Red is a young, healthy Bretton Spaniel from Greece. Like so many, he was abandoned and had to fend for himself, running risk of being poisoned or run over. Unlike so many, Red had the good fortune to be picked up by a small local animal charity, Little Friends Lefkada.
Little Friends focus is on catch-neuter-return, they know that being from a semi island in Greece, only few of their rescues will find their way to adoptive homes in Europe or the UK. However, some do get a lucky break, usually because tourists in Lefkada fall in love with them, or because they are young, healthy and of a breed that is rarely otherwise available in the UK.
So, where’s the problem for Red? He should be on his forever sofa somewhere in the UK, having his belly rubbed, shouldn’t he?
Well, sadly, as part of his Mediterranean disease testing, Red has tested positive to Canine Leishmania.

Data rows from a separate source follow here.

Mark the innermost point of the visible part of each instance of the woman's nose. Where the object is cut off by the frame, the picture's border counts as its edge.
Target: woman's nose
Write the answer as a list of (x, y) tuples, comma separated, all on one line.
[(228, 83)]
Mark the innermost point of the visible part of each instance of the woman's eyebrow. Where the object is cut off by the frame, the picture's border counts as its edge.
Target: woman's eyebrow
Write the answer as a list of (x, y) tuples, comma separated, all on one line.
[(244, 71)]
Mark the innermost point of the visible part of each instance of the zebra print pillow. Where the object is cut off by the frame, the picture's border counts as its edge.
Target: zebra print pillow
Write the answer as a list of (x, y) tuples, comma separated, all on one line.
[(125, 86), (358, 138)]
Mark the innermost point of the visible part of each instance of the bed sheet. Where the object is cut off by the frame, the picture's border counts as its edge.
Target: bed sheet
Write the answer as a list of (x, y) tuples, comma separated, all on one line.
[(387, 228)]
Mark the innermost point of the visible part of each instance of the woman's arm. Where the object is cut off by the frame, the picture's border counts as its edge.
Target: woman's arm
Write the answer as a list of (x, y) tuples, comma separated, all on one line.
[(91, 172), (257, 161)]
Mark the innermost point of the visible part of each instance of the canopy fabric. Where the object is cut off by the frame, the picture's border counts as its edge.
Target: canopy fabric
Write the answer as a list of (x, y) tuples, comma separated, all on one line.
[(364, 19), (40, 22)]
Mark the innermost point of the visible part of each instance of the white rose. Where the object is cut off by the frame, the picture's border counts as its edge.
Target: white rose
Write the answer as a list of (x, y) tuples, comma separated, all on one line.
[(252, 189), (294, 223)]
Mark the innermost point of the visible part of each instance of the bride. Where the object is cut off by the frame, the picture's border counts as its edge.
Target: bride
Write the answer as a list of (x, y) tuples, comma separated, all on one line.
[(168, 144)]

Canine Leishmania is a blood parasite infection endemic in the Mediterranean. A high percentage of dogs from Greece, Spain or Italy will test positive to Leishmania, however, only a small percentage of those will go on to developing the disease.

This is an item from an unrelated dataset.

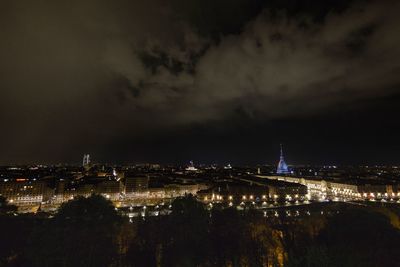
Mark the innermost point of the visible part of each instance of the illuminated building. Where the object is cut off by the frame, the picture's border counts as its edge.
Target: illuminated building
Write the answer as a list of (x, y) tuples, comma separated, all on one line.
[(282, 166), (24, 192), (191, 167), (136, 184)]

The rest will have a strong enough immune system to fight the blood parasite without human intervention.
Unlike all the other Mediterranean diseases Leishmania is treatable but not curable. Infected and even sick dogs, can be treated and, if owned and cared for, they mostly live full and healthy lives.
Contrary to some of the outrageous misinformation out there, not the least from uninformed, scaremongering veterinarians, who are reluctant to operate outside their small comfort zone, Leishmania cannot be transmitted from dogs to humans (different strain of the disease), neither can it in the UK be transmitted from dog to dog (the vector, the sand fly, doesn’t exist in colder climates).
Allopurinol, the maintenance drug, is cheaply and easily available in the UK, should a dog go on to develop a Leish flare-up, the treatment drugs are available online. (Don’t ever source them via your vets, they have to apply for a special license and will charge the earth!)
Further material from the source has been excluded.